To make sure that pro-inflammatory mediator effects don't turn negative, the body sends anti-inflammatory mediators such as IL-4 and IL-10, which under normal conditions controls the down regulator response to the first pro-inflammatory response. These mediators show several overlapped effects, designed to repair existing injury or limited further injury.
Interaction between pro and anti-inflammatory mediators can lead to an imbalance in inflammatory reaction, immunodeficiency could dominate or both could occur.
In spite of the relative preservation of the blood stream to the myocardium, depression in this one is common in the early stages of the septic shock. This depression in the myocardium has been attributed to the direct toxic effects of the NO, TNF and IL-1.

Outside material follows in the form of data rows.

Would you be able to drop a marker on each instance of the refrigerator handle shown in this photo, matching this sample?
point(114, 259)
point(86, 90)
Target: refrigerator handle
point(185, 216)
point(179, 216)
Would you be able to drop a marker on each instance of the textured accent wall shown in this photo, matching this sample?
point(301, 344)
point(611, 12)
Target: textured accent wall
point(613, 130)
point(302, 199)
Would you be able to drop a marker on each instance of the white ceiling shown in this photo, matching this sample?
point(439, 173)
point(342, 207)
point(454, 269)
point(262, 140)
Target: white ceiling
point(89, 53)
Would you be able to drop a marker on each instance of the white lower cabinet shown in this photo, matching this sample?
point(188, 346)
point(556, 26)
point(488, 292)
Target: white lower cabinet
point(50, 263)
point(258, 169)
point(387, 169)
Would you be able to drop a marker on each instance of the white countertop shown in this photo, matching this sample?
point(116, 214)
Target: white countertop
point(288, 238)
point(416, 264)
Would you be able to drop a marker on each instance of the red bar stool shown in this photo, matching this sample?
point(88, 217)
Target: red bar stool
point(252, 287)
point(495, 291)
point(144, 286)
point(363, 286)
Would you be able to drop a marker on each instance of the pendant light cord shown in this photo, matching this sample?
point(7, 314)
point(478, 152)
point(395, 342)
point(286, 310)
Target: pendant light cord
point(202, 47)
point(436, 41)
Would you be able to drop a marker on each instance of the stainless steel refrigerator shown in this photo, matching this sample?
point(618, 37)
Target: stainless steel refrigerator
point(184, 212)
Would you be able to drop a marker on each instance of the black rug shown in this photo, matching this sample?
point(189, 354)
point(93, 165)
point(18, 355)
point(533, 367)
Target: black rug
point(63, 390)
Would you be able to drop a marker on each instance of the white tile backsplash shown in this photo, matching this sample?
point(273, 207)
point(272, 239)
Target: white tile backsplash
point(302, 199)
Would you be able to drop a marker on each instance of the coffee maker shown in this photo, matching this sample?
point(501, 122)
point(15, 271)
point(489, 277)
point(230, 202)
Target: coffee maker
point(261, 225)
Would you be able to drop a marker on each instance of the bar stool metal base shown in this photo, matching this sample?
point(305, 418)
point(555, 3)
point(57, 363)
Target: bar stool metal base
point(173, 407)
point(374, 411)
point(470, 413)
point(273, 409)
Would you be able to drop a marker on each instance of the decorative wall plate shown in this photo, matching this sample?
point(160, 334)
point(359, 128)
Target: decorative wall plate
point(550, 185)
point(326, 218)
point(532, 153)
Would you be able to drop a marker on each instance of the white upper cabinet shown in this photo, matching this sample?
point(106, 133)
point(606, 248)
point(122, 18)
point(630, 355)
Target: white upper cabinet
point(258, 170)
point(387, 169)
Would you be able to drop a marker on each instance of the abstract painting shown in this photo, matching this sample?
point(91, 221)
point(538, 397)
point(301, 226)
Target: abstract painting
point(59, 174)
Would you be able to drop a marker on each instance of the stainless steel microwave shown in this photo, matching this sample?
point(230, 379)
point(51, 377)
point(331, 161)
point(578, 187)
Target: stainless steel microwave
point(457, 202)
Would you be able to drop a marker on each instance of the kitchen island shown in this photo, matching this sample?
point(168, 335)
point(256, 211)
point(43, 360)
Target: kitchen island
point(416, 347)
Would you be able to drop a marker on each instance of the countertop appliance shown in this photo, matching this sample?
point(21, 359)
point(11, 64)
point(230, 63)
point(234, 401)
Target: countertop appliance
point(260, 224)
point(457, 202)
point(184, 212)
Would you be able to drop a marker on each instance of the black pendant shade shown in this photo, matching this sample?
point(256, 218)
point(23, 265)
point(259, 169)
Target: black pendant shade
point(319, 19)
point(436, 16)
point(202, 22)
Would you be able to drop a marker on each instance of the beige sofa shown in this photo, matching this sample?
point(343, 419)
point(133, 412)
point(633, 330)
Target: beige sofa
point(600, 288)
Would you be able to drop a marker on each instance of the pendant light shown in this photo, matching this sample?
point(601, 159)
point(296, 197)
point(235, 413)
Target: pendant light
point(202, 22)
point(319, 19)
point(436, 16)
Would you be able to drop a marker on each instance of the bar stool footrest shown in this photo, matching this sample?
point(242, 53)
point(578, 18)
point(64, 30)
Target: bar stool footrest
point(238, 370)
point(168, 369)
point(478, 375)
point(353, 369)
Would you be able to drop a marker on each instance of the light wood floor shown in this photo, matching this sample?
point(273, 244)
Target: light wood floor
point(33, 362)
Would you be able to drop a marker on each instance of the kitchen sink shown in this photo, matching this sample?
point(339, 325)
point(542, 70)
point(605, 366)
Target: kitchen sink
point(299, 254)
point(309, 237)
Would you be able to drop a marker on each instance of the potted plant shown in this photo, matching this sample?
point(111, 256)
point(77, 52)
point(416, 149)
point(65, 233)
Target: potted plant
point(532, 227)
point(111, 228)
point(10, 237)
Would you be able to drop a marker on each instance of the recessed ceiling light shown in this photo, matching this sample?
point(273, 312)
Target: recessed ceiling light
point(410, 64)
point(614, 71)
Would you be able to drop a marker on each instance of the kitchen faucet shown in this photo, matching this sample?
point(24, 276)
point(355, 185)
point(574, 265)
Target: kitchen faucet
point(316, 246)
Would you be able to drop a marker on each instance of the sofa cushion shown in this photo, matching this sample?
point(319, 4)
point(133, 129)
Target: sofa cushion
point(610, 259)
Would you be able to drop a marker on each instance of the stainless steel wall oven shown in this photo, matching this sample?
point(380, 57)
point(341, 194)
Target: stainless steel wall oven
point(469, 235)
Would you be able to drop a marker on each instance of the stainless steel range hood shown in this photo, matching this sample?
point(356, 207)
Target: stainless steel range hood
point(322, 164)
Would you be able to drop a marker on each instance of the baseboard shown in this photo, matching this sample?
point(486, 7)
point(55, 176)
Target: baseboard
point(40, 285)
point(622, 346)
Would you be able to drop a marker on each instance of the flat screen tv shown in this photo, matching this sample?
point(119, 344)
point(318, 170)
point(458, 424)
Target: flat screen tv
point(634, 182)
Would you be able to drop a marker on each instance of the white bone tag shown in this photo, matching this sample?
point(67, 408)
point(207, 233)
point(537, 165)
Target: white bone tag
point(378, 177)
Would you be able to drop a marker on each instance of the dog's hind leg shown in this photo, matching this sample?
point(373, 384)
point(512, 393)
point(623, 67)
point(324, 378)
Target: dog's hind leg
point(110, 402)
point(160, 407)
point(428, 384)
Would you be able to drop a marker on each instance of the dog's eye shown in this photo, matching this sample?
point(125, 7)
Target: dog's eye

In sepsis, control over an early response to an infection is lost and a massive systemic reaction takes place. An overflow of pro-inflammatory mediators such as TNF-α and IL-1 are released starting a physiologic response that causes tissue injury and developing of diffused capillary injury. Finally the excessive inflammatory response interferes in normal tissue functioning, leading to tissue injury and organic failure.
The result of sepsis depends on the number of organs that fails. Mortality in human patients with multiple organ failure (MOF) (three or more organic systems) is of 80 to 100%.
References
1. Young S. L. Sepsis Syndrome. In: Mandell, Douglas and Bennett's Principles and Practice of Infectious Diseases. Mandell L. G., Bennet E. J. & Dolin R. (Ed). 5th Ed. Churchil Livingstone. USA. 2000. pg. 806-819.
2. Brady A.C. & Otto M.C.. Systemic Inflammatory Response Syndrome, Sepsis and Multiple Organ Dysfunction. In: Critical Care Cardiovascular Focus. Dhupa N. (Ed). The Veterinary Clinics of North America: Small Animal Practice. W. B. Saunders Company. 2001. USA. 31(6). pg 1147-1162.
3. Jawa S. R.. Cellular Effectors of the Septic Process. In: Textbook of Critical Care. Shoemaker C. W., Ayres M. S., Grenvik A. & Holbrook R. P. (Ed.). 4rd Ed. W.B. Saunders Company. Philadelphia USA. 2000. pg. 523-541.